Building & installing from source

git clone https://github.com/yaklabco/stave.git
cd stave
go run bootstrap.go

Using stave in your CI

The most portable, cross-platform way to make stave available in your CI workflow is probably to install it via the Go-based install method:

    steps:
      # ... prev. steps clipped ...
      - name: Install stave
        run: go install github.com/yaklabco/stave@latest

You will, of course, need to install Go in one of the previous steps - for example, by using the setup-go GitHub action.

Quick Start

Create a stavefile.go in your project:

//go:build stave

package main

import "fmt"

// Build compiles the project
func Build() error {
    fmt.Println("Building...")
    return nil
}

// Test runs the test suite
func Test() {
    fmt.Println("Testing...")
}

Then run:

stave build    # Run the Build target
stave test     # Run the Test target
stave -l       # List all targets
stave -h              # Show help
stave -h build # Show help for Build target
stave -v <target>     # Verbose mode
stave -t 5m <target>  # Set timeout

Documentation

Full documentation is available in the docs/ folder.

Differences from mage

Stave was forked from mage, with the following goals (checked items are already implemented as of the latest release of stave).

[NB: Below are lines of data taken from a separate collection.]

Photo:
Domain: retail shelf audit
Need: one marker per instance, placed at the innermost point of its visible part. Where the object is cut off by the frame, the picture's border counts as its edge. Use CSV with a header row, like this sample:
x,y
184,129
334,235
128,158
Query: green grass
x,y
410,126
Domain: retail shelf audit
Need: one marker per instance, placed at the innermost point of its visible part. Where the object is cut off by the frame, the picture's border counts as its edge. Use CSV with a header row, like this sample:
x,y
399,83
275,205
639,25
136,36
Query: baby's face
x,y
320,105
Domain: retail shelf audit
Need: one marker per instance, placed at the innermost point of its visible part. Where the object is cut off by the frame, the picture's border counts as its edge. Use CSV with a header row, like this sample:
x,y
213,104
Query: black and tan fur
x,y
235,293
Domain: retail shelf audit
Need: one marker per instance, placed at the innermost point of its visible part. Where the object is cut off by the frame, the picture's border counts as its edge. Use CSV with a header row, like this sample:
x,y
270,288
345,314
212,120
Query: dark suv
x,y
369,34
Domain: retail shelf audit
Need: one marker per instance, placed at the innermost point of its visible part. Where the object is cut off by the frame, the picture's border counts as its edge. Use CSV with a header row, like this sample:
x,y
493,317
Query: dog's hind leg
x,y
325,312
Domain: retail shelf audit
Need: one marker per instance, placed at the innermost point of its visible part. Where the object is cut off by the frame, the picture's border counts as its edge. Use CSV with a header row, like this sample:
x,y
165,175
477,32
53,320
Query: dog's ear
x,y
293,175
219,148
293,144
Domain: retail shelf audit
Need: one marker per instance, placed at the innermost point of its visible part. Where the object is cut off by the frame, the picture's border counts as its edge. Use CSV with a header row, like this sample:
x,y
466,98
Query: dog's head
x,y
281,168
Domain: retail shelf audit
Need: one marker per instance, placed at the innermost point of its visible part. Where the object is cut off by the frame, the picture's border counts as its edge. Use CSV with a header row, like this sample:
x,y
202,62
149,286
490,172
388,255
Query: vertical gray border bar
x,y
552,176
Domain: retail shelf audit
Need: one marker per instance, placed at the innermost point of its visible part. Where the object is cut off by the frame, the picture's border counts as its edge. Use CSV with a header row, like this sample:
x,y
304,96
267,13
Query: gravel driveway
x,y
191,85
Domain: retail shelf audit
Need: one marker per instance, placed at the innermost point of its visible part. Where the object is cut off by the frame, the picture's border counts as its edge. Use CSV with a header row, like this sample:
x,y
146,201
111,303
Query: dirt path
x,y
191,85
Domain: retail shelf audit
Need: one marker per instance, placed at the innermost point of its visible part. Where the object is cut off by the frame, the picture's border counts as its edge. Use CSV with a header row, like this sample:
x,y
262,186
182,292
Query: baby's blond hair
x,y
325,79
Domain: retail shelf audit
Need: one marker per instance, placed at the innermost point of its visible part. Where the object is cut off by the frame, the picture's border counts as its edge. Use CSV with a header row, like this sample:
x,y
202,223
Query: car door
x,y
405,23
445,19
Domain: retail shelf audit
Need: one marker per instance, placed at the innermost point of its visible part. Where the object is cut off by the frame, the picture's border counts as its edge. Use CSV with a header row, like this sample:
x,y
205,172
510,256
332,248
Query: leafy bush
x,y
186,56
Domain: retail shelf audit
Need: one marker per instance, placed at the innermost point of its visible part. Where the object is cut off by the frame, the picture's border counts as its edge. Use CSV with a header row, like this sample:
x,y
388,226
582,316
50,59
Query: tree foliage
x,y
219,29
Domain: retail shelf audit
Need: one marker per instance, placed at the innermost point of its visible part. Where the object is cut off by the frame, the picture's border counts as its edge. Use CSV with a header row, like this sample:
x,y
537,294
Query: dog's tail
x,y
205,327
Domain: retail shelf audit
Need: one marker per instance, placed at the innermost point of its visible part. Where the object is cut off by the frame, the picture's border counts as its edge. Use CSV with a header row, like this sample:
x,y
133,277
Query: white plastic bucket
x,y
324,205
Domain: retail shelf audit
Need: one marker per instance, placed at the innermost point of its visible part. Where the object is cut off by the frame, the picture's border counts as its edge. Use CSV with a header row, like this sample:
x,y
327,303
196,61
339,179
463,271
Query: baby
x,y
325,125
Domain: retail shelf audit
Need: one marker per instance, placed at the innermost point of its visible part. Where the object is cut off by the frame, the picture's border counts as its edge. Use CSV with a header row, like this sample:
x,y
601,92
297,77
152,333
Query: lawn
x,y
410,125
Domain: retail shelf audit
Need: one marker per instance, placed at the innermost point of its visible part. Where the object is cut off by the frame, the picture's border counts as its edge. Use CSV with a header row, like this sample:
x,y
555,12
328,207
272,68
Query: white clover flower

For more details on any of these features, please see the stave documentation.

  • Modernized Go patterns (Go 1.24+)
  • Additional shell helpers (sh.Piper, sh.PiperWith)
  • Watch-mode, to re-run one or more build targets when watched files change
  • Dry-run support (print the command lines that would be executed, but don't run them)
  • Modernized CLI, using the wonderful tools developed by the folks at https://github.com/charmbracelet, including pretty-printed -l/--list output
  • Command-line completion of targets (via stave completion <shell_name>, or by simply installing stave via Homebrew)
  • Automatic detection of circular dependencies in build targets
  • Support for native git-hooks management: no more need to use husky or other hooks-management tools; stave will manage your hooks for you, and you can specify stavefile targets directly as hooks
  • Integration with direnv: delegate environment variable management to direnv directly from stave using the --direnv flag
  • Namespace-level Default targets: run a default target within a namespace by passing only the namespace name (e.g., stave build instead of stave build:default)
  • Public functions, exported under pkg/changelog, for automatically generating next version & next build-tag based on Conventional Commits, using svu (included in stave as a module dependency; no need to install separately)
  • Public functions, also exported under pkg/changelog, for automatically enforcing keep-a-changelog-compliant CHANGELOG formatting; for enforcing that every push includes an update to the CHANGELOG; and for automatically linkifying your CHANGELOG headings to point to corresponding tag diffs (each can be used / not used separately from one another)

Attribution

This project is a fork of mage, originally created by Nate Finch. Licensed under the Apache License 2.0.

License

Apache License 2.0 - see LICENSE for details.